Re: [PATCH v4 00/15] Fast kernel headers: split linux/mm.h

From: David Hildenbrand
Date: Tue Mar 12 2024 - 15:26:22 EST


On 12.03.24 19:11, Max Kellermann wrote:
On Tue, Mar 12, 2024 at 5:33 PM David Hildenbrand <david@xxxxxxxxxx> wrote:
Just curious: why? Usually build time, do you have some numbers?

(This has been discussed so often and I thought having smaller header
dependencies was already established as general consensus among kernel
devs, and everybody agreed that mm.h and kernel.h are a big mess that
needs cleanup.)

It's always a good idea to include at least some sentences about history+motivation in the cover letter.


Why: Correctness, less namespace pollution, and the least important
aspect is reduced build times.
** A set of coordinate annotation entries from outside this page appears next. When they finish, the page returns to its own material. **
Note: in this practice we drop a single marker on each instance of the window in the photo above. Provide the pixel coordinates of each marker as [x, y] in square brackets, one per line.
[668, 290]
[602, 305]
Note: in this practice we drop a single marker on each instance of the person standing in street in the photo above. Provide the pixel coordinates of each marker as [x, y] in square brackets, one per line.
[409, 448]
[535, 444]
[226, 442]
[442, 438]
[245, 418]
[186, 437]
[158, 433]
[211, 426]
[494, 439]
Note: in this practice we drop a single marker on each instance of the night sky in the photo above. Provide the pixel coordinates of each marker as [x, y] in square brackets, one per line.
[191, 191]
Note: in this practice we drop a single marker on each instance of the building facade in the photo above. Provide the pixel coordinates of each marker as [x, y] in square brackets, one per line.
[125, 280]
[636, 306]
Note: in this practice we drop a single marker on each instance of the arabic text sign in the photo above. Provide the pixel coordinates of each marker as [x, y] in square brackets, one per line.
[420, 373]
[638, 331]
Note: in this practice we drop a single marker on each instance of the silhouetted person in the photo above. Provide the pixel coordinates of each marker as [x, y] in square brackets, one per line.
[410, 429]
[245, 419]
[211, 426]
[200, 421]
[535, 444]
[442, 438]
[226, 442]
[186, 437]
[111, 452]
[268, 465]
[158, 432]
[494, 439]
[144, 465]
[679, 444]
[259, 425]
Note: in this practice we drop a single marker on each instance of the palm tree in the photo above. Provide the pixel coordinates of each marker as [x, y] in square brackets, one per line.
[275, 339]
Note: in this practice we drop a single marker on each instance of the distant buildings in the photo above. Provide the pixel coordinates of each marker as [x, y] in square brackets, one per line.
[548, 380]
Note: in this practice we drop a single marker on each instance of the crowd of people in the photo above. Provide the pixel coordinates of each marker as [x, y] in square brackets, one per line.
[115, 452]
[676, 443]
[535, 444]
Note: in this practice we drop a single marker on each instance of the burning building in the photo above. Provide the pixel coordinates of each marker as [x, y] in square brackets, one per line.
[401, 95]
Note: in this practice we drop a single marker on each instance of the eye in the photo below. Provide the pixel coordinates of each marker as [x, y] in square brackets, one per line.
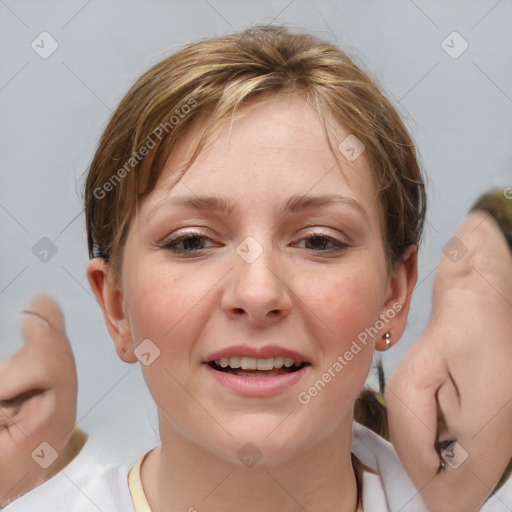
[186, 243]
[319, 242]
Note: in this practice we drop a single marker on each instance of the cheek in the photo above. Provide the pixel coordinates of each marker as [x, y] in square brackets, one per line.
[345, 303]
[166, 306]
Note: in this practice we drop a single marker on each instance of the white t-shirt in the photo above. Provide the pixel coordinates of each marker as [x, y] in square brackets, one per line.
[85, 485]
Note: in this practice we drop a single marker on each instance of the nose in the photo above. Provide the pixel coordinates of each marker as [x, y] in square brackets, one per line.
[258, 291]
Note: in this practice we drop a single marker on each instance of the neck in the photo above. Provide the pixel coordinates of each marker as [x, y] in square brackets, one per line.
[182, 476]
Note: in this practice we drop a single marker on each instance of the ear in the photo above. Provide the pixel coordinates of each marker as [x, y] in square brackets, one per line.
[398, 298]
[111, 300]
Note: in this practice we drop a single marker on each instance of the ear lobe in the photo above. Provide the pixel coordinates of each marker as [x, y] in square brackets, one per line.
[398, 298]
[111, 300]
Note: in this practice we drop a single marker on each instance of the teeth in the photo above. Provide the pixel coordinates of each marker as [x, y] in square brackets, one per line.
[252, 363]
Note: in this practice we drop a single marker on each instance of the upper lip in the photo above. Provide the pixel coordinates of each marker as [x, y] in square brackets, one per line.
[265, 352]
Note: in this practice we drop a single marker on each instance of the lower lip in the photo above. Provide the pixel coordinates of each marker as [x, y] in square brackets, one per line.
[257, 386]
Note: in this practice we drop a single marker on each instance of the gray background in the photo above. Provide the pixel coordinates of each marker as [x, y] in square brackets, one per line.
[53, 111]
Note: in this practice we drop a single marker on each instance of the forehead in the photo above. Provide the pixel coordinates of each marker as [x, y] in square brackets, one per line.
[277, 148]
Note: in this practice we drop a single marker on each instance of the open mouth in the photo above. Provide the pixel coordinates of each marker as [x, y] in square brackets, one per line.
[252, 367]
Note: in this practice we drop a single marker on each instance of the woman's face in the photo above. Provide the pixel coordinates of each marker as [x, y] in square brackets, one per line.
[268, 247]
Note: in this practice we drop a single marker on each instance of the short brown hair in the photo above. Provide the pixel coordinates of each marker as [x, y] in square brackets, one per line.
[215, 77]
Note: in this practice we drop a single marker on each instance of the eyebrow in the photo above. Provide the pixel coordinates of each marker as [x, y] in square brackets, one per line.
[16, 402]
[294, 204]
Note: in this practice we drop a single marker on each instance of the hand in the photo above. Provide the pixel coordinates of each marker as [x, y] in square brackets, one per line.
[38, 389]
[455, 384]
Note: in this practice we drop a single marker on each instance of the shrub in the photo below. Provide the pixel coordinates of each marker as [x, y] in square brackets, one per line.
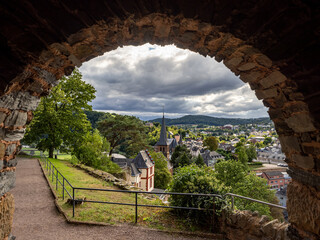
[195, 179]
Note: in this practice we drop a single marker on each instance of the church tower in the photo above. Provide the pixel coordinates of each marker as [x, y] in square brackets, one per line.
[162, 145]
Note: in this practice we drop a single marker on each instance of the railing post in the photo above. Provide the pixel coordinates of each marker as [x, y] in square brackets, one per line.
[57, 180]
[136, 208]
[62, 188]
[73, 201]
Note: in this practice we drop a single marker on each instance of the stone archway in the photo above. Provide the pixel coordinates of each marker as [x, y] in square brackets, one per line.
[297, 127]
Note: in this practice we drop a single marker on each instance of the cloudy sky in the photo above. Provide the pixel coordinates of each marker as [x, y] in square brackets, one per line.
[141, 80]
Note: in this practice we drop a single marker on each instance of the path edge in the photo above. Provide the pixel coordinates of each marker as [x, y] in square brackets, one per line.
[68, 220]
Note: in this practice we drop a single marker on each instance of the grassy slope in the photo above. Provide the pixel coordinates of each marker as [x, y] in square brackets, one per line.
[113, 214]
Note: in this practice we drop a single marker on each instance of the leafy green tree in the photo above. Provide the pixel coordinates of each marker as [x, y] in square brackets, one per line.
[235, 175]
[195, 179]
[251, 152]
[227, 154]
[94, 117]
[199, 161]
[267, 140]
[162, 176]
[242, 155]
[89, 151]
[60, 118]
[253, 187]
[230, 172]
[211, 143]
[184, 160]
[126, 130]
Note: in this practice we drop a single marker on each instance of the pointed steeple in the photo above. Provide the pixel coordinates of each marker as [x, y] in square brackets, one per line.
[163, 134]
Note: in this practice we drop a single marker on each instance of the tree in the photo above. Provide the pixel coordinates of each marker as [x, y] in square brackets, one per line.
[267, 140]
[162, 176]
[199, 161]
[230, 172]
[235, 175]
[60, 118]
[89, 151]
[242, 155]
[194, 179]
[184, 160]
[126, 130]
[211, 143]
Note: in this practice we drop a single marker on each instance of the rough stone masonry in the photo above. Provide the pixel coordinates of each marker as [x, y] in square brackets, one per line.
[272, 46]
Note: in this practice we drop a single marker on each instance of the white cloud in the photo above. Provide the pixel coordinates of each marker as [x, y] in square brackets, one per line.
[140, 80]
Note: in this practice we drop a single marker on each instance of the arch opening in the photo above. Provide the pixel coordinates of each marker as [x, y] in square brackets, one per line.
[295, 125]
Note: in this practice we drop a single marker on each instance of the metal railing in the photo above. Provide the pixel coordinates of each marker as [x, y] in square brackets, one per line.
[53, 172]
[252, 200]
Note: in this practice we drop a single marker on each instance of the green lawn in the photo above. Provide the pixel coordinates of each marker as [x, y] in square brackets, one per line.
[113, 214]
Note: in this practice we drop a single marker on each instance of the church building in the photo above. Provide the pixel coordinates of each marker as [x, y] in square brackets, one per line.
[165, 145]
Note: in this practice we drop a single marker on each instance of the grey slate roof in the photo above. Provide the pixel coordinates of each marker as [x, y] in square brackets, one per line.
[163, 135]
[142, 160]
[126, 162]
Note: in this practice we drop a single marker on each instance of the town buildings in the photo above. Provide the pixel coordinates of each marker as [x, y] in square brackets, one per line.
[140, 170]
[276, 179]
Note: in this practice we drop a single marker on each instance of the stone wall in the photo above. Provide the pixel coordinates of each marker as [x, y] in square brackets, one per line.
[271, 46]
[6, 215]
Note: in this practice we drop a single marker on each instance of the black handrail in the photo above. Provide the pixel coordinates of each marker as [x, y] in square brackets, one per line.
[51, 169]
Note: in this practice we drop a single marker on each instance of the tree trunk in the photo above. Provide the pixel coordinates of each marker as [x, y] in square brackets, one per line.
[110, 153]
[51, 152]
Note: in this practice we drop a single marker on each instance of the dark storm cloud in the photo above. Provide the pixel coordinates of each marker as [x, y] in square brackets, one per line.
[128, 79]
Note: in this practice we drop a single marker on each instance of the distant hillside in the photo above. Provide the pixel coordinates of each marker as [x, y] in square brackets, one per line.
[213, 121]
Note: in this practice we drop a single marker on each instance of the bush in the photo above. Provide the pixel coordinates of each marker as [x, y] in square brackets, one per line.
[195, 179]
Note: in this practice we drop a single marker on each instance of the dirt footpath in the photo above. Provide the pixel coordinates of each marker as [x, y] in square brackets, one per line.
[37, 218]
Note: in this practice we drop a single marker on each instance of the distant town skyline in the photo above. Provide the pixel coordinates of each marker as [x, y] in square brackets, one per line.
[141, 80]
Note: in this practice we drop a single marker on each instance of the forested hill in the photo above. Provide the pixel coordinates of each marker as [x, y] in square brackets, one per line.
[214, 121]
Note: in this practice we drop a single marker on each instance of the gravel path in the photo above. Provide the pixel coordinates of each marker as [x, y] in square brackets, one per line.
[36, 216]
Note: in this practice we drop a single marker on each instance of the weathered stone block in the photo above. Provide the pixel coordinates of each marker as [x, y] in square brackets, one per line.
[303, 207]
[13, 135]
[273, 79]
[10, 163]
[275, 113]
[247, 67]
[19, 100]
[46, 76]
[300, 123]
[16, 118]
[10, 149]
[269, 93]
[6, 215]
[268, 229]
[75, 60]
[264, 61]
[250, 77]
[7, 181]
[289, 144]
[233, 62]
[305, 162]
[2, 117]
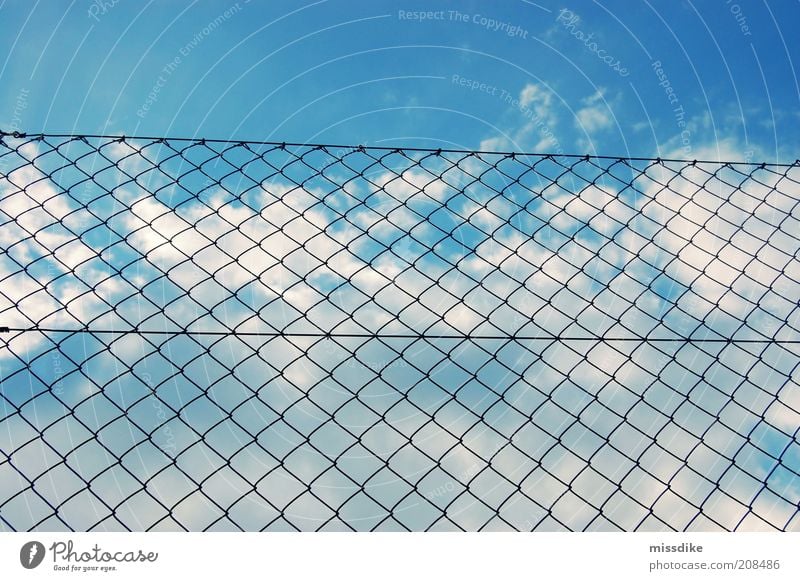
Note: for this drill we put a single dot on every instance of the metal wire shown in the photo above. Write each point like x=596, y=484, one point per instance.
x=227, y=335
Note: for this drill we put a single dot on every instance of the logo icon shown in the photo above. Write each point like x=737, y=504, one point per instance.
x=31, y=554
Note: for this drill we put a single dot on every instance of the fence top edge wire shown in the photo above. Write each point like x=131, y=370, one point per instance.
x=434, y=150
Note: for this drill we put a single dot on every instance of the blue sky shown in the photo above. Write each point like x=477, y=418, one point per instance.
x=373, y=72
x=608, y=436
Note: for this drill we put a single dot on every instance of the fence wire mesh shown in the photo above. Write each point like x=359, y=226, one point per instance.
x=216, y=335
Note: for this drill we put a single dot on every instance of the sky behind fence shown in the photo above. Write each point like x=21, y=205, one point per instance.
x=240, y=335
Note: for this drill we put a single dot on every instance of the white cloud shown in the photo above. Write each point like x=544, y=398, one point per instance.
x=595, y=115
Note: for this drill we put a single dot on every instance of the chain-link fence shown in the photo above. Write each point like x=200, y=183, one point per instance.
x=216, y=335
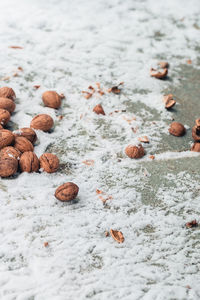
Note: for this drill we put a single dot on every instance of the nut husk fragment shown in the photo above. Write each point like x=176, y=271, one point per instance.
x=49, y=162
x=10, y=151
x=28, y=133
x=42, y=122
x=67, y=191
x=134, y=151
x=22, y=144
x=4, y=116
x=7, y=92
x=158, y=74
x=98, y=109
x=8, y=166
x=29, y=162
x=117, y=236
x=51, y=99
x=8, y=104
x=6, y=138
x=177, y=129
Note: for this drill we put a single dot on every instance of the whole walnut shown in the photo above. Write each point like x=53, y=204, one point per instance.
x=49, y=162
x=51, y=99
x=22, y=144
x=42, y=122
x=98, y=109
x=67, y=191
x=135, y=151
x=7, y=92
x=8, y=104
x=6, y=138
x=8, y=166
x=4, y=116
x=28, y=133
x=177, y=129
x=29, y=162
x=10, y=151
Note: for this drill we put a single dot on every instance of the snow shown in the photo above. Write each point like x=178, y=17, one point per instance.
x=67, y=46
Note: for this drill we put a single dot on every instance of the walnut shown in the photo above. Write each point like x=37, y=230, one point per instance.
x=22, y=144
x=134, y=151
x=10, y=151
x=98, y=109
x=42, y=122
x=8, y=166
x=67, y=191
x=51, y=99
x=6, y=138
x=29, y=162
x=4, y=116
x=8, y=104
x=7, y=92
x=49, y=162
x=177, y=129
x=26, y=132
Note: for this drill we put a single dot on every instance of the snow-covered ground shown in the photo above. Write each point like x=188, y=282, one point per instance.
x=67, y=46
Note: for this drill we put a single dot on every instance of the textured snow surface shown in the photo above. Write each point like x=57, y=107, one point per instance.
x=67, y=46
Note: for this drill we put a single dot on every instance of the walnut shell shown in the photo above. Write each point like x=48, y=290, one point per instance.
x=28, y=133
x=67, y=191
x=6, y=138
x=7, y=92
x=98, y=109
x=8, y=167
x=195, y=147
x=134, y=151
x=49, y=162
x=42, y=122
x=196, y=133
x=177, y=129
x=10, y=151
x=22, y=144
x=51, y=99
x=8, y=104
x=4, y=116
x=29, y=162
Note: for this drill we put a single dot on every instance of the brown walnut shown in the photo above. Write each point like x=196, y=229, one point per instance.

However, the gains by this patch set
are very small; each optimization gains very little.

Some time ago, I posted a much larger patch set with a few numbers:
https://lore.kernel.org/lkml/20240131145008.1345531-1-max.kellermann@xxxxxxxxx/
- the speedup was measurable, but not amazing, because even after that
patch set, everybody still includes everything, and much more cleanup
is needed to make a bigger difference. Once the big knots like
kernel.h and mm.h are broken up, we will have better results. And as I
said: build times are nice, but the lesser advantage.

Okay, so "Fast kernel headers:" is a bit misleading :P

I'm asking these stupid questions because I remember some header splitup (from Christoph?) that really did make a significant build-time difference.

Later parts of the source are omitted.